Security agencies unable to read e-mails of its users
BlackBerry vendor does not possess a ‘master key’
NEW DELHI: Inability on part of the Canada-based firm Research In Motion (RIM), the vendor of ‘BlackBerry’ smartphones, to allow Indian security agencies to read messages or e-mails of its users is likely to further complicate matters, and could even lead to scrapping of BlackBerry services in the country.
According to RIM: “The BlackBerry security architecture for enterprise customers is based on a symmetric key system whereby the customers create their own key and only the customer ever possesses a copy of his encryption key.
“RIM does not possess a ‘master key,’ nor does any ‘back door’ exist in the system that would allow RIM or any third party to gain unauthorised access to the key or corporate data.
“The BlackBerry security architecture for enterprise customers is purposefully designed to exclude the capability for RIM or any third party to read encrypted information under any circumstances. RIM would simply be unable to accommodate any request for a copy of a customer’s encryption key since at no time does RIM, or any wireless network operator, ever possess a copy of the key,” the company has said.
RIM’s reply comes after the Department of Telecommunications (DoT) asked the Canadian firm to allow it and Indian security agencies access to messages and e-mails transferred through its system. After objections from the security agencies, the Union Home Ministry had asked DoT to ask RIM to provide the ‘master key’ so that it could access the contents transferred over the handheld device.
Stating that the BlackBerry security architecture was also purposefully designed to perform as a global system independent of geography, RIM said the location of data centres and the customer’s choice of wireless network were irrelevant factors from a security perspective since end-to-end encryption was utilised and transmissions were no more decipherable or less secure based on the selection of a wireless network or the location of a data centre. “All data remains encrypted through all points of transfer between the customer’s BlackBerry Enterprise Server and the customer’s device [at no point in the transfer is data decrypted and re-encrypted].”

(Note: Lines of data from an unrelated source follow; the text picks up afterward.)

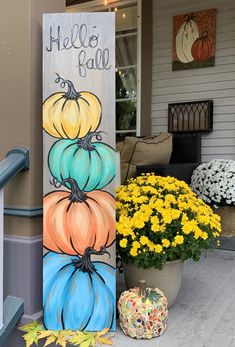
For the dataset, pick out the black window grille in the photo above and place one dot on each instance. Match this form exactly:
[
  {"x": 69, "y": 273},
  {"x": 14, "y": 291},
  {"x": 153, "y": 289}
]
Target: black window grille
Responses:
[{"x": 195, "y": 116}]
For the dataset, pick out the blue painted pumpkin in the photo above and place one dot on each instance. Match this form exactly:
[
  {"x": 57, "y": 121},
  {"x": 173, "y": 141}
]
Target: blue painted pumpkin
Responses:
[
  {"x": 78, "y": 294},
  {"x": 91, "y": 164}
]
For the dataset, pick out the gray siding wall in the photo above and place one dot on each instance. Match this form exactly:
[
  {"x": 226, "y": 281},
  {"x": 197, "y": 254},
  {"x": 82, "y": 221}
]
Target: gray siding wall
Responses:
[{"x": 217, "y": 83}]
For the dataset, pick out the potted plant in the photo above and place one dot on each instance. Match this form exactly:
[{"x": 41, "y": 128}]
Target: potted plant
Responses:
[
  {"x": 214, "y": 182},
  {"x": 160, "y": 224}
]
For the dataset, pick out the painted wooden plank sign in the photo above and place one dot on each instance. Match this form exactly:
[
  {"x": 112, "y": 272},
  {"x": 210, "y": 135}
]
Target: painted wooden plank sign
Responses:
[{"x": 79, "y": 278}]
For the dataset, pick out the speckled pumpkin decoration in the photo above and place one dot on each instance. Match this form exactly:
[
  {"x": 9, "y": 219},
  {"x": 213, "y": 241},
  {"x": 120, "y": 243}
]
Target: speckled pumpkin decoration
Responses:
[{"x": 143, "y": 312}]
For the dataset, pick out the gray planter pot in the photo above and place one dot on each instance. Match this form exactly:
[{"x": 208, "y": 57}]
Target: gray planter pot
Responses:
[
  {"x": 168, "y": 279},
  {"x": 227, "y": 214}
]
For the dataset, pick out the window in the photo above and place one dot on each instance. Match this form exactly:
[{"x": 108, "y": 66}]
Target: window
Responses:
[{"x": 126, "y": 72}]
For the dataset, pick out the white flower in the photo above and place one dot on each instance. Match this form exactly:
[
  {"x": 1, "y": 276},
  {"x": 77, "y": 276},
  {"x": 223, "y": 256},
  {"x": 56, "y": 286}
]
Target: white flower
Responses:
[{"x": 214, "y": 182}]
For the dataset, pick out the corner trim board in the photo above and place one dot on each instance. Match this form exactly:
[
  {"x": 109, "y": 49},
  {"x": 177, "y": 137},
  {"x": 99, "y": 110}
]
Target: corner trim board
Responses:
[
  {"x": 23, "y": 239},
  {"x": 23, "y": 212}
]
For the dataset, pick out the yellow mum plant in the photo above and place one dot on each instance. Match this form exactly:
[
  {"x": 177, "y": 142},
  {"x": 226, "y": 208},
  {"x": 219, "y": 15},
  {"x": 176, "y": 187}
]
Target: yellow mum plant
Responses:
[{"x": 160, "y": 219}]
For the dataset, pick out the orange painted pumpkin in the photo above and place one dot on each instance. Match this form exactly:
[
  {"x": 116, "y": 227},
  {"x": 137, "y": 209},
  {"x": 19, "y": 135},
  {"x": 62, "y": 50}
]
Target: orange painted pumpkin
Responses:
[
  {"x": 74, "y": 220},
  {"x": 202, "y": 48}
]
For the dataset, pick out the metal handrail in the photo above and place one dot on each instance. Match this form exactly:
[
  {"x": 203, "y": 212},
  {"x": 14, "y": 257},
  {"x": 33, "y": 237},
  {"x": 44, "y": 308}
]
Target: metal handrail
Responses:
[
  {"x": 11, "y": 310},
  {"x": 16, "y": 160}
]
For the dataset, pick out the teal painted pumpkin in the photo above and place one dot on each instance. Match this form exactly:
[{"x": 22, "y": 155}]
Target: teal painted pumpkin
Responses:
[
  {"x": 78, "y": 294},
  {"x": 91, "y": 164}
]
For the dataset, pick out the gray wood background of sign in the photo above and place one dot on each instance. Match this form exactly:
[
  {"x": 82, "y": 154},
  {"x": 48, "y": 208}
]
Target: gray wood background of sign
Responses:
[{"x": 100, "y": 82}]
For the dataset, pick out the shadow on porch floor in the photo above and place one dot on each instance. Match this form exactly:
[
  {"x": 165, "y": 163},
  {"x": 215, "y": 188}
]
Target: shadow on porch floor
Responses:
[{"x": 204, "y": 314}]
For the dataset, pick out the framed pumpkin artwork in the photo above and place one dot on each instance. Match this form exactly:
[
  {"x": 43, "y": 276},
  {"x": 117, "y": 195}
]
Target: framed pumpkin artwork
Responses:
[{"x": 194, "y": 37}]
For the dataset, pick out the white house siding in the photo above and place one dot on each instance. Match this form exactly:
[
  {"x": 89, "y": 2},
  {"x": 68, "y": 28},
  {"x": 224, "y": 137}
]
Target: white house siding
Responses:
[{"x": 217, "y": 83}]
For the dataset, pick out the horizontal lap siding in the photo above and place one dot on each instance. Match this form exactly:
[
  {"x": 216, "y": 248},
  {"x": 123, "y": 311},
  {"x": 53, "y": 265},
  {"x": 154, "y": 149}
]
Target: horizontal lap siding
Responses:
[{"x": 217, "y": 83}]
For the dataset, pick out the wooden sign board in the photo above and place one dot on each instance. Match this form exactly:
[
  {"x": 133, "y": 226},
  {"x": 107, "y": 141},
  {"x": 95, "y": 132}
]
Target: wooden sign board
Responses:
[{"x": 79, "y": 282}]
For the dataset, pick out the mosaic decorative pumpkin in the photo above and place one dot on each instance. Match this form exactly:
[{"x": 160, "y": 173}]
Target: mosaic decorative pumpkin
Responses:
[{"x": 143, "y": 312}]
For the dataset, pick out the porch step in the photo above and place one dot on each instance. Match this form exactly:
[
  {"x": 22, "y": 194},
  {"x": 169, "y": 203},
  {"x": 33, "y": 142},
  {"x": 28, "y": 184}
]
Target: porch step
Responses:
[{"x": 13, "y": 309}]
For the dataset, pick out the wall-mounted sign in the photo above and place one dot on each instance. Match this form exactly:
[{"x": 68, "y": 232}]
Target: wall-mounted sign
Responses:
[
  {"x": 194, "y": 37},
  {"x": 79, "y": 282}
]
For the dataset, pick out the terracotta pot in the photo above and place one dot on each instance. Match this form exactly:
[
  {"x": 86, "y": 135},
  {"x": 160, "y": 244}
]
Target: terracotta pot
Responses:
[
  {"x": 227, "y": 214},
  {"x": 168, "y": 279}
]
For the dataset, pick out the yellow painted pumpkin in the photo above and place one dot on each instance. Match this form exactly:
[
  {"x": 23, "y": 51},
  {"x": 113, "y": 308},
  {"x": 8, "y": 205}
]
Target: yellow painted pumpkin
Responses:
[{"x": 71, "y": 114}]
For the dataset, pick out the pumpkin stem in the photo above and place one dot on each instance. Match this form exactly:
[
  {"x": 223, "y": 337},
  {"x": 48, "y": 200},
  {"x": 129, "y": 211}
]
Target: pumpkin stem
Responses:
[
  {"x": 86, "y": 143},
  {"x": 85, "y": 264},
  {"x": 77, "y": 195},
  {"x": 71, "y": 94}
]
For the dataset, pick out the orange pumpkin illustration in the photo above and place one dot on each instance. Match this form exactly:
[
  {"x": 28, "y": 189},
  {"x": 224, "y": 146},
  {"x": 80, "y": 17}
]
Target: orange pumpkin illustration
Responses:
[
  {"x": 74, "y": 220},
  {"x": 202, "y": 48}
]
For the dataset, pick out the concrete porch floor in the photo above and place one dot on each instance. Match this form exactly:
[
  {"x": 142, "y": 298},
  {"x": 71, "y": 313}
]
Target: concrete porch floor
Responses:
[{"x": 204, "y": 314}]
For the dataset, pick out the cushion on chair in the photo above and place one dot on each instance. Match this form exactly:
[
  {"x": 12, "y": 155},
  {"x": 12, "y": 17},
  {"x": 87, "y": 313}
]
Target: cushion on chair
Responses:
[{"x": 144, "y": 151}]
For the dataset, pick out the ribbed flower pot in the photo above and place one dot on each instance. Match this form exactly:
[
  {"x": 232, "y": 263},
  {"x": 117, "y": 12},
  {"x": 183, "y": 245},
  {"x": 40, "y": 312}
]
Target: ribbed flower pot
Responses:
[
  {"x": 227, "y": 214},
  {"x": 168, "y": 279}
]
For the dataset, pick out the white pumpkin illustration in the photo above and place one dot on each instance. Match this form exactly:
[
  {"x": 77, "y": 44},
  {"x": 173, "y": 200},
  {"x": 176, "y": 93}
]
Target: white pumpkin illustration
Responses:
[{"x": 188, "y": 33}]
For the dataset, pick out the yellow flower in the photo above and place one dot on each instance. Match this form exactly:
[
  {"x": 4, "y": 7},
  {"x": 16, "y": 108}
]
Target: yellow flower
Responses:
[
  {"x": 151, "y": 246},
  {"x": 133, "y": 252},
  {"x": 166, "y": 243},
  {"x": 158, "y": 248},
  {"x": 123, "y": 243},
  {"x": 144, "y": 240},
  {"x": 136, "y": 244},
  {"x": 179, "y": 239},
  {"x": 197, "y": 233},
  {"x": 204, "y": 236},
  {"x": 175, "y": 214}
]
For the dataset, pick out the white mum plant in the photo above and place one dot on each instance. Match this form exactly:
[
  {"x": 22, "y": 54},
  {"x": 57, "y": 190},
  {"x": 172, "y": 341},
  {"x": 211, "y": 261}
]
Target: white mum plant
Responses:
[{"x": 214, "y": 182}]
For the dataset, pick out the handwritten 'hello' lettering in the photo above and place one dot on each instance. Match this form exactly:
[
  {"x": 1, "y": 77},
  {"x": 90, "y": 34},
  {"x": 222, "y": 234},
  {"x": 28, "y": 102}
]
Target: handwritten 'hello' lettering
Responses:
[{"x": 78, "y": 38}]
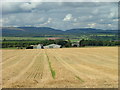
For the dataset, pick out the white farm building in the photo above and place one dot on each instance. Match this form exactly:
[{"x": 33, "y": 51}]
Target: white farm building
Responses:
[{"x": 52, "y": 46}]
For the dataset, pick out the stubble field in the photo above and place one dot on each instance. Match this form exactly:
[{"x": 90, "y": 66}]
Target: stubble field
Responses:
[{"x": 95, "y": 67}]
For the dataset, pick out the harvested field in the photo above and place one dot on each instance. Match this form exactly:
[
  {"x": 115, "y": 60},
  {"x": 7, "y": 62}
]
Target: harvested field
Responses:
[{"x": 95, "y": 67}]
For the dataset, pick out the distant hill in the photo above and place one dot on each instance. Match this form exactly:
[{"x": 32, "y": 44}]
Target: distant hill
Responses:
[{"x": 41, "y": 31}]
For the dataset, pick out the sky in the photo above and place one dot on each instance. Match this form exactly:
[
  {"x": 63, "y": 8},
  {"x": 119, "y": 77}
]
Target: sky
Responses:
[{"x": 61, "y": 15}]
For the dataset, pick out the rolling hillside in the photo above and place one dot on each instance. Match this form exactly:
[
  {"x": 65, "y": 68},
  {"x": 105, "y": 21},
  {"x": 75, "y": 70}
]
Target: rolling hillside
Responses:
[{"x": 41, "y": 31}]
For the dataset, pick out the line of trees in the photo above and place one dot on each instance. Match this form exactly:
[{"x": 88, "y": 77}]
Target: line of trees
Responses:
[
  {"x": 98, "y": 43},
  {"x": 63, "y": 43}
]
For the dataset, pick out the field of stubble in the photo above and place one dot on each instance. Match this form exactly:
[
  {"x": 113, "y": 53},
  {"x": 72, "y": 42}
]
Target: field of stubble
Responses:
[{"x": 63, "y": 68}]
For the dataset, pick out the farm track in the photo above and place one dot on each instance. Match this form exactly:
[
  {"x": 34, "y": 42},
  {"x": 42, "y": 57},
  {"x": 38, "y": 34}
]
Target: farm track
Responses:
[{"x": 70, "y": 67}]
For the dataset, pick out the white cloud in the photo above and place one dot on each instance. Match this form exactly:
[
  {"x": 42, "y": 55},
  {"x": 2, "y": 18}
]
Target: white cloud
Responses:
[{"x": 60, "y": 15}]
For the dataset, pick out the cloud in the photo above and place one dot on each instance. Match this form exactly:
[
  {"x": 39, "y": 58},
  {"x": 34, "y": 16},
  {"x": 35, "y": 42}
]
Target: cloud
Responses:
[{"x": 61, "y": 15}]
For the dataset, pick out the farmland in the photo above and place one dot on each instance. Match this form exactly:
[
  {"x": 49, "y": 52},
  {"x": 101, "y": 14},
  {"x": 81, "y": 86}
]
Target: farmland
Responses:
[{"x": 91, "y": 67}]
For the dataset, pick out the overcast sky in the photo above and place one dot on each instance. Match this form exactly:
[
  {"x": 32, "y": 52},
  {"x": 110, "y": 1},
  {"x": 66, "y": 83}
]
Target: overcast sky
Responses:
[{"x": 61, "y": 15}]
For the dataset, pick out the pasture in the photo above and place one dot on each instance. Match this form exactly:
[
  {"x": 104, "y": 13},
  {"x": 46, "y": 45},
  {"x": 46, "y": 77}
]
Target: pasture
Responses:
[{"x": 95, "y": 67}]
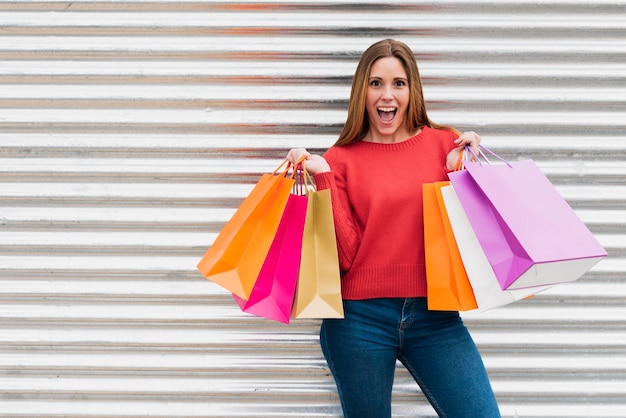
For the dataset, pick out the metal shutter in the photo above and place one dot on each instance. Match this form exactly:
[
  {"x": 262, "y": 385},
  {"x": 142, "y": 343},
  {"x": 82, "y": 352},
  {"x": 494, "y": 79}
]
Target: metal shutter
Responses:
[{"x": 131, "y": 130}]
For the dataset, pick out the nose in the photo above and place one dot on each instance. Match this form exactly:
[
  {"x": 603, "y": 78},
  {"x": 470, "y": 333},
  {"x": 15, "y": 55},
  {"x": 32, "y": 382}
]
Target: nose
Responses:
[{"x": 387, "y": 93}]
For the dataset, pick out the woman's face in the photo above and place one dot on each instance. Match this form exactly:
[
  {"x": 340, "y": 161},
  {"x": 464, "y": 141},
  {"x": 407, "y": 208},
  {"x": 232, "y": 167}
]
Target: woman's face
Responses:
[{"x": 387, "y": 101}]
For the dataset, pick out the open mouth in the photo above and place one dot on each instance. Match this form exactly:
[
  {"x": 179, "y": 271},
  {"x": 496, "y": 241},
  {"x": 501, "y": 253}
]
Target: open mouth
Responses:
[{"x": 387, "y": 114}]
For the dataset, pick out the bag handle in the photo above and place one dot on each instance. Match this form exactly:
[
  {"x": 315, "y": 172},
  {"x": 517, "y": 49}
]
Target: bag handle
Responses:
[
  {"x": 289, "y": 166},
  {"x": 481, "y": 149},
  {"x": 304, "y": 181}
]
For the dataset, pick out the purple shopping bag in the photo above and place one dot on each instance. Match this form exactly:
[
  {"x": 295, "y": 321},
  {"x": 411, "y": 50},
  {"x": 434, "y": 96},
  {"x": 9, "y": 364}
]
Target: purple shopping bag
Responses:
[
  {"x": 529, "y": 233},
  {"x": 273, "y": 293}
]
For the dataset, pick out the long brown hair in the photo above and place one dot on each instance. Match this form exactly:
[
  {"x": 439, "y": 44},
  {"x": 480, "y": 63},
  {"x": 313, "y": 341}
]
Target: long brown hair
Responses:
[{"x": 357, "y": 123}]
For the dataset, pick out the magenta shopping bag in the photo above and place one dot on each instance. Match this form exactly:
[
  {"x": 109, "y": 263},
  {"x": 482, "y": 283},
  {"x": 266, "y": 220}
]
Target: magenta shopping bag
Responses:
[
  {"x": 273, "y": 292},
  {"x": 529, "y": 233}
]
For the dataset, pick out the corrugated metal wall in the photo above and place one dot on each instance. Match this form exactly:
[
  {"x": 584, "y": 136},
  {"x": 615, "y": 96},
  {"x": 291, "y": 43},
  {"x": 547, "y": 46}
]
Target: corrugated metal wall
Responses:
[{"x": 131, "y": 130}]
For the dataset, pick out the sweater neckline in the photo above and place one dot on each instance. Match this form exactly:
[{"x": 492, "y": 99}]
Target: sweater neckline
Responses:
[{"x": 396, "y": 145}]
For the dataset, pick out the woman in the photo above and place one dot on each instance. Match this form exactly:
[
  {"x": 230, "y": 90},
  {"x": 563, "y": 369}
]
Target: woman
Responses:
[{"x": 375, "y": 170}]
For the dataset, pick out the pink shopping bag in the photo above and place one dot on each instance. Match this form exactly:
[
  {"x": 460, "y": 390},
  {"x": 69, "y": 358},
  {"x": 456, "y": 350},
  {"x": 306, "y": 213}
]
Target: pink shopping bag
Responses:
[
  {"x": 274, "y": 289},
  {"x": 485, "y": 285},
  {"x": 529, "y": 233}
]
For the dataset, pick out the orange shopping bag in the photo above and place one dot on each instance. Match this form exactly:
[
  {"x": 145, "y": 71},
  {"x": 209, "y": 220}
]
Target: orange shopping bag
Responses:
[
  {"x": 448, "y": 287},
  {"x": 237, "y": 255}
]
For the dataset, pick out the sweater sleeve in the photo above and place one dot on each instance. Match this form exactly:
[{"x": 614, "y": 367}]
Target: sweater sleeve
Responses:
[{"x": 348, "y": 235}]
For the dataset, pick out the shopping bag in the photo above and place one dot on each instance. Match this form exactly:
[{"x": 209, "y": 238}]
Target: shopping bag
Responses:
[
  {"x": 237, "y": 255},
  {"x": 485, "y": 285},
  {"x": 529, "y": 233},
  {"x": 272, "y": 294},
  {"x": 447, "y": 285},
  {"x": 318, "y": 290}
]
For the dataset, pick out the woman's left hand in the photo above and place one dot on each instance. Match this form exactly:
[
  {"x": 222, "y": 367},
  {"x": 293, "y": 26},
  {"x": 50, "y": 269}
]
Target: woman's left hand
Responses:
[{"x": 469, "y": 138}]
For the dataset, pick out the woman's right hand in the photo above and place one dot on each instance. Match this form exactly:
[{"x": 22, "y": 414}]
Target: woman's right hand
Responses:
[{"x": 314, "y": 163}]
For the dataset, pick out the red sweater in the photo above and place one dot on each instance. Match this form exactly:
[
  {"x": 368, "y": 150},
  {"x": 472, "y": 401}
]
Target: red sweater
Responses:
[{"x": 376, "y": 192}]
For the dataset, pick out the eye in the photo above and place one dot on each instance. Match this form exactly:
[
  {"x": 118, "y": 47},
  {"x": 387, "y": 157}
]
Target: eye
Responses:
[{"x": 400, "y": 83}]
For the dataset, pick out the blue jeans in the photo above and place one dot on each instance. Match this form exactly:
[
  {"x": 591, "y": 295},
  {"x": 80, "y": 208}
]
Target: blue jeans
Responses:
[{"x": 435, "y": 347}]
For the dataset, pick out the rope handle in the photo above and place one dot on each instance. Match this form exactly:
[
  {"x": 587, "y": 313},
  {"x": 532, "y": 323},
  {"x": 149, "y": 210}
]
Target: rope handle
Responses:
[{"x": 481, "y": 154}]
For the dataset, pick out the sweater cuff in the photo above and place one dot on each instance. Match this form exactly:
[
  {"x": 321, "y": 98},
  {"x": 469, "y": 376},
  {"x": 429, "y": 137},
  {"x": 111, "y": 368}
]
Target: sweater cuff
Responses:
[{"x": 324, "y": 180}]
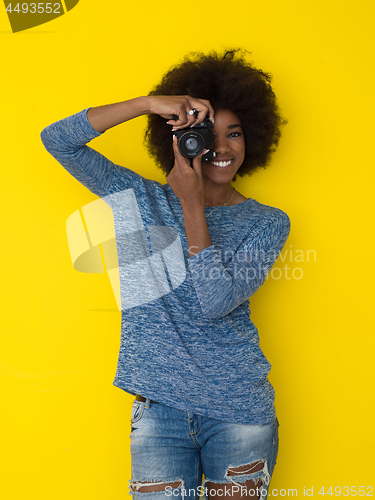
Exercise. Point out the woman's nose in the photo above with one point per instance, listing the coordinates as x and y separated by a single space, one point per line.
220 145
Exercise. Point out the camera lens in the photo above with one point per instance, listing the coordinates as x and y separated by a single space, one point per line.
191 144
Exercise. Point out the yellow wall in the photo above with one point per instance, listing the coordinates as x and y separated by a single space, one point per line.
64 427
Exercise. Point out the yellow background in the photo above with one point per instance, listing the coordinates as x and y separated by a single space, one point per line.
64 427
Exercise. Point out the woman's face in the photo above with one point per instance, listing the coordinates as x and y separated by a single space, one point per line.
229 147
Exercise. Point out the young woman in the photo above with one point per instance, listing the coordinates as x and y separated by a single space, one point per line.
191 252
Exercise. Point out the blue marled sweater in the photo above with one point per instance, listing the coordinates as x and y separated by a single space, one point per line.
187 339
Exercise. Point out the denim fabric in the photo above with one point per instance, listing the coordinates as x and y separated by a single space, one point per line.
170 445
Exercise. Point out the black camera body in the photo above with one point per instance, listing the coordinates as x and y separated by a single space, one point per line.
193 140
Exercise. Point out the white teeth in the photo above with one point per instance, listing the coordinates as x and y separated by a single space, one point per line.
222 163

“RIM understands and respects the concerns of governments. RIM operates in over 135 countries today and provides a security architecture that has been widely scrutinised over the last nine years and has been accepted and embraced by security-conscious corporations and governments around the world. Governments have a wide range of resources and methodologies to satisfy national security and law enforcement needs without compromising commercial security requirements,” it said.
Though DoT and RIM have been holding talks to resolve the issue, the recent advisory by the latter to its BlackBerry subscribers might force the government to take some harsh steps. This could include scrapping of the service in India altogether, said sources in DoT.
DoT has been demanding RIM to set up its servers in India so that its traffic could be monitored by the security agencies, but RIM has so far ruled out any such possibility. According to telecom industry sources, there are over 4-lakh BlackBerry subscribers in India and their numbers are increasing fast. Leading operators like Bharti Airtel, Vodafone Essar and Reliance Communications are offering this service.